[b]
Kamil Hynek, WP SportoweFakty: Jeszcze niedawno był pan bliski podjęcia decyzji o zakończeniu kariery, a teraz zachwyca formą, luzem i ofensywną jazdą. Widać radość, a kibicom wyraźnie przypadła do gustu stuningowana wersja Rafała Karczmarza. Zdradzi pan sekret przemiany, w czym upatrywać tak znakomitego wejścia w sezon?[/b]
Rafał Karczmarz, Moje Bermudy Stal Gorzów: To, że dalej jeżdżę na żużlu, zawdzięczam wielu osobom. Pomogli mi uwierzyć w siebie. Moja pewność i chęć do walki wzrasta dzięki nim z każdym pojawieniem się na torze. Obecne wyniki są ich niebagatelną zasługą. Duże podziękowania kieruję w stronę szefostwa, ponieważ mój sprzęt jest w tym roku w całości klubowy i spisuje się, jak na razie bez zarzutu.
Znajduje pan wytłumaczenie na to, co się stało w Rybniku. Miało być lekko, łatwo, przyjemnie, przełamanie po dwóch bolesnych porażkach i klops?
Jechaliśmy na mecz z ROW-em bardzo zmobilizowani.

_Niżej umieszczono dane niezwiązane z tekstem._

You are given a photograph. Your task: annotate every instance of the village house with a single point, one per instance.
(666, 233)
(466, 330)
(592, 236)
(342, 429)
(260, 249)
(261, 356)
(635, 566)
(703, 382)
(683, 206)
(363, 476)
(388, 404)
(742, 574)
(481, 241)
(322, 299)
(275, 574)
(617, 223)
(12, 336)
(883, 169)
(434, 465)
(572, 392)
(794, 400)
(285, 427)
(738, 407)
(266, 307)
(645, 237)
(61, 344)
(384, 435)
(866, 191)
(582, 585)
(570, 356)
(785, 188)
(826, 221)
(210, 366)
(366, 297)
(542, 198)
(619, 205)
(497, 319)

Było w nas mocne postanowienie poprawy, zmazania plamy z pierwszych dwóch nieudanych kolejek. A były podstawy do optymizmu. Debiutował co prawda Wiktor Jasiński, ale wreszcie mieliśmy do dyspozycji pełny skład, wrócił Niels Kristian Iversen. Zawody nam się jednak totalnie nie układały, wszystko poszło nie po naszej myśli.
Terminarz nie rozpieszcza, należałoby szybko wziąć się w garść. W piątek czeka was następna ciężka przeprawa. Do Gorzowa przyjeżdża rewelacja z Częstochowy.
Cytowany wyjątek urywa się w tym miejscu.